Tuesday, December 19, 2006

Brownback's Brain

[Posted by reader_iam]

Some of the "thinking" demonstrated in this article is why I would have serious problems with Sen. Sam Brownback as a presidential candidate. Brownback has agreed to remove his block on a judicial nomination to the federal bench, which was also holding up action on more than a dozen other nominees (!). He had blocked the nomination because Judge Janet Neff had attended the same-sex commitment ceremony of a long-time friend and neighbor.
Mr. Brownback, who has been criticized for blocking the nomination, said he would also no longer press a proposed solution he offered on Dec. 8 that garnered even more criticism: that he would remove his block if Judge Neff agreed to recuse herself from all cases involving same-sex unions.

In an interview last week, Mr. Brownback said that he still believed Judge Neff’s behavior raised serious questions about her impartiality and that he was likely to vote against her. But he said he did not realize his proposal — asking a nominee to agree in advance to remove herself from deciding a whole category of cases — was so unusual as to be possibly unprecedented. Legal scholars said it raised constitutional questions of separation of powers for a senator to demand that a judge commit to behavior on the bench in exchange for a vote.

He didn't realize the request was unusual and inappropriate? That says a lot about his thinking skills and judgment. And if he had no one on his staff smart enough to figure that out, or comfortable enough to question Brownback's thinking, then that says something about the level and type of people with which one could assume he'd surround himself.
Mr. Brownback said that he believed Judge Neff’s attendance at the 2002 ceremony merited further investigation, but that he had not meant to set any precedent with his proposal. “It was the last day of the session and I was just trying to provide some accommodation to see if we could make this thing go forward,” he said.

He said that “this is a big hot-button issue” and that Judge Neff had not made it clear that her presence at the ceremony did not mean she could not rule without bias in deciding cases involving same-sex unions. “I’d like to know more factually about what took place,” he said.

Further "investigation"? "Like to know more factually about what took place"? Judge Neff explained the circumstances. How does he want to "investigate"--interview all of the attendees? Scrutinize any photos and videotapes taken that day? What "facts"? What does he want to know? Whether Neff, who didn't perform the (symbolic only) ceremony but did contribute a homily, failed to slip in some disapproving, you're-going-to-hell message? Whether she congratulated the long-term friend of her family too enthusiastically about her happiness? What is he talking about? His attempt to put an investigative, "we-need-to-know-more" figleaf on his opposition is simply laughable. He should know it's laughable. I would say it's laughable to think of a man who doesn't know it's laughable as a serious presidential candidate, except that it's just not a funny thought.

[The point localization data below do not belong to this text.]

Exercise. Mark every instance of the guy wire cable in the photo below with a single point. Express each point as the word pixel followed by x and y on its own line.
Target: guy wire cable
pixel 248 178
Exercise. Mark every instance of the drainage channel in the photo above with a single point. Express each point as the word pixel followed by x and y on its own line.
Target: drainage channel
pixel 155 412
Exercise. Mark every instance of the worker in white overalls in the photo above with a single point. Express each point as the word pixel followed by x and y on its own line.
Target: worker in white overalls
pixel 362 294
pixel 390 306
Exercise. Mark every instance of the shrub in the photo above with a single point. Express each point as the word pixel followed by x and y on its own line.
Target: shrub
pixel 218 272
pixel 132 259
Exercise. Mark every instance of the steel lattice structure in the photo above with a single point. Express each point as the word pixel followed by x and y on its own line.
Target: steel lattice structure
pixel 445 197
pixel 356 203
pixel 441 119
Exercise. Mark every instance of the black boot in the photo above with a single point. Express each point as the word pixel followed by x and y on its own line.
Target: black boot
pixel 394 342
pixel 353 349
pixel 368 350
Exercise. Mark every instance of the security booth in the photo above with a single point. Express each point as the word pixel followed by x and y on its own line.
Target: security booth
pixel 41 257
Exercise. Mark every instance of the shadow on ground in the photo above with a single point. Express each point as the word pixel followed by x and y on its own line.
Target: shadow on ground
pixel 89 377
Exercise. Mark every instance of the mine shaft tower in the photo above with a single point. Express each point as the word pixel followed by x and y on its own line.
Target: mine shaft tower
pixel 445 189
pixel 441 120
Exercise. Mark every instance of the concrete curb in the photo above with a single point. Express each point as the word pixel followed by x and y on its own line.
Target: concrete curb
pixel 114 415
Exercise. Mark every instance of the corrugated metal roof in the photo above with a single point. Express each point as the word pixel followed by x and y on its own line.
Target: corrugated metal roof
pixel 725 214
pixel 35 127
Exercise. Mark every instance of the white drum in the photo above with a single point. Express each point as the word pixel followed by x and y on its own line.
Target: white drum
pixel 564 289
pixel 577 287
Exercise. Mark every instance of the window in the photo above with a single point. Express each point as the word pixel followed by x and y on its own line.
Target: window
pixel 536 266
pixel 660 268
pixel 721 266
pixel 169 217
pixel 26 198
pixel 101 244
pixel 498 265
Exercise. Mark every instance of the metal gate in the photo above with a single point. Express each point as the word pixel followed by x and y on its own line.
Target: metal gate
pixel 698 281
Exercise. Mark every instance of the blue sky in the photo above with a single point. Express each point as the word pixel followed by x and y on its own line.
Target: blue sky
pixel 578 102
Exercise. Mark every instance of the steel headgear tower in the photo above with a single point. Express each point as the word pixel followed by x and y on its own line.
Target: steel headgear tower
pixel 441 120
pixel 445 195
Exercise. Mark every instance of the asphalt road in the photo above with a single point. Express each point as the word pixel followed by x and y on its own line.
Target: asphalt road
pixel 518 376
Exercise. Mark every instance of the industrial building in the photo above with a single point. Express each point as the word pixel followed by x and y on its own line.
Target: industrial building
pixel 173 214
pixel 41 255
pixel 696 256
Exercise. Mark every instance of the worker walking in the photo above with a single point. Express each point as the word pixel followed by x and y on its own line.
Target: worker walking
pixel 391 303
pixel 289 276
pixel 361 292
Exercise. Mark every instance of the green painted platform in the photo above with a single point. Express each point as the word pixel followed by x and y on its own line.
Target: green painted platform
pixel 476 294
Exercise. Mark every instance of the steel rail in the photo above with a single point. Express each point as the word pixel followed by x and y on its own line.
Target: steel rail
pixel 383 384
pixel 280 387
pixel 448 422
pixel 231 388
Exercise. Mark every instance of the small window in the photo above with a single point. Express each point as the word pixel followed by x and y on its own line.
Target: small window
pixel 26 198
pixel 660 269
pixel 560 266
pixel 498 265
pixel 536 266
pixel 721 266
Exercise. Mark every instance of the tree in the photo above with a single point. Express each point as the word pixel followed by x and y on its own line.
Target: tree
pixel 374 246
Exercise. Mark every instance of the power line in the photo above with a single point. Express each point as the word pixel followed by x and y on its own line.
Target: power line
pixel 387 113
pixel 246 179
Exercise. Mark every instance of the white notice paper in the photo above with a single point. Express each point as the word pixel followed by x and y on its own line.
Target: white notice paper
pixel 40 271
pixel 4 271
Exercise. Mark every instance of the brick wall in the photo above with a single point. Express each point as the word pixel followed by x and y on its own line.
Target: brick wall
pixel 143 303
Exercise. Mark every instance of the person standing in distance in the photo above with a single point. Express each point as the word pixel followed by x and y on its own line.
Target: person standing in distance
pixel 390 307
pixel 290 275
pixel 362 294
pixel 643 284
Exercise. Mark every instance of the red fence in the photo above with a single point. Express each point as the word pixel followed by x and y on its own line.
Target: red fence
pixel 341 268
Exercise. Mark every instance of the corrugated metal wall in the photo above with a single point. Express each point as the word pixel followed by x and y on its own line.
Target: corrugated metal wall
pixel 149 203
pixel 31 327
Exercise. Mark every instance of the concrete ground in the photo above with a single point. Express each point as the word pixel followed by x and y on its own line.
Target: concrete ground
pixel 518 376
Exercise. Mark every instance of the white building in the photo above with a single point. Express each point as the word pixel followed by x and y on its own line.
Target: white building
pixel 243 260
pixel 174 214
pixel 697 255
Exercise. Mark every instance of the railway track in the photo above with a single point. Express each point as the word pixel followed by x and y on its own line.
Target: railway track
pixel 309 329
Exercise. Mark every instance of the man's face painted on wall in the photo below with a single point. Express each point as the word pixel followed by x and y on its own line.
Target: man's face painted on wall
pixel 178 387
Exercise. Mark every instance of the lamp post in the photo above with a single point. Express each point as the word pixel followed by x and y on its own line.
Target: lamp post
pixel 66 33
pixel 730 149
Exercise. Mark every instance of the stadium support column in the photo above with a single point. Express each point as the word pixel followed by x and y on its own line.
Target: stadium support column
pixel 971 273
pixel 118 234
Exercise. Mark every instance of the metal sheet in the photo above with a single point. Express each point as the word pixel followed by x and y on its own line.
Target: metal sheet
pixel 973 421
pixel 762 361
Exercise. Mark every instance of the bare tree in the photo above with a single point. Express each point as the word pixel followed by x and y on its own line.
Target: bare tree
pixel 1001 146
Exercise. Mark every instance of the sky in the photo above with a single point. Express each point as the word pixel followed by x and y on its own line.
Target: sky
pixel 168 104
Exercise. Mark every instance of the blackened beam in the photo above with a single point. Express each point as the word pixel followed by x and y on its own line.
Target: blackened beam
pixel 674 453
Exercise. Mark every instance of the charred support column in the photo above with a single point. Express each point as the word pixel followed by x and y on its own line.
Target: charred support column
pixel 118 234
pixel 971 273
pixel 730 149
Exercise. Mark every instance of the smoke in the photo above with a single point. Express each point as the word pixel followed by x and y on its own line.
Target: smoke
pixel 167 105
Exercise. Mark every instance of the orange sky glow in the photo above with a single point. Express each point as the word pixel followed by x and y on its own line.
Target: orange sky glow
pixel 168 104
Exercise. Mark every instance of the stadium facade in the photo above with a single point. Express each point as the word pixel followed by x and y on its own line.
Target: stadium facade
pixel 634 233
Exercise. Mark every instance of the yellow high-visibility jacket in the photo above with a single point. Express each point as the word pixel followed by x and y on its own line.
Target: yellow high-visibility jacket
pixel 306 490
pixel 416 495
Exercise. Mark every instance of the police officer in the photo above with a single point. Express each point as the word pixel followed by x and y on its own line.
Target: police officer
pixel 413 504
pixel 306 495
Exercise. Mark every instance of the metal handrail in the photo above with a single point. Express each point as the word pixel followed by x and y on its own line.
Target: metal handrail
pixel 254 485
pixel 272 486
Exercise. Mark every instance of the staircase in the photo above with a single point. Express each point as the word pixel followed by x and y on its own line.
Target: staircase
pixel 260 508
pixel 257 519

Another thing that doesn't pass the laugh test is the implication that Brownback thinks judicial nominees whose personal beliefs comport with his own should be taken at their word when they say they won't be guided by their private views, but not those whose beliefs differ.
On Oct. 12, Judge Neff answered a long list of written questions from Mr. Brownback. In her letter, she said she would decide any cases that came before her according to the law and the Constitution and would not be guided by her personal views. That is the same pledge that several conservative Republican judicial nominees made when asked whether their blunt personal statements opposing abortion rights and same-sex marriages would affect their performance on the bench.

Brownback supported those nominations, of course. Guess he had all the "facts" he needed.

If Brownback doesn't want to vote for Neff because she doesn't reflect his beliefs or that of his constituency (in the larger sense), fine. If he wants to question her during hearings as to whether she took TWO sips of champagne during the ceremonial toast and what that really means, fine. He'll look like an ass, but fine. But to hold up a whole block of nominees; to request that a judge take an unethical, inappropriate pledge; and then try to say he just needed more time for an "investigation" into the "facts" of an event the judge attended in her private life?

Puh-leeze. How dumb does he "think" we are?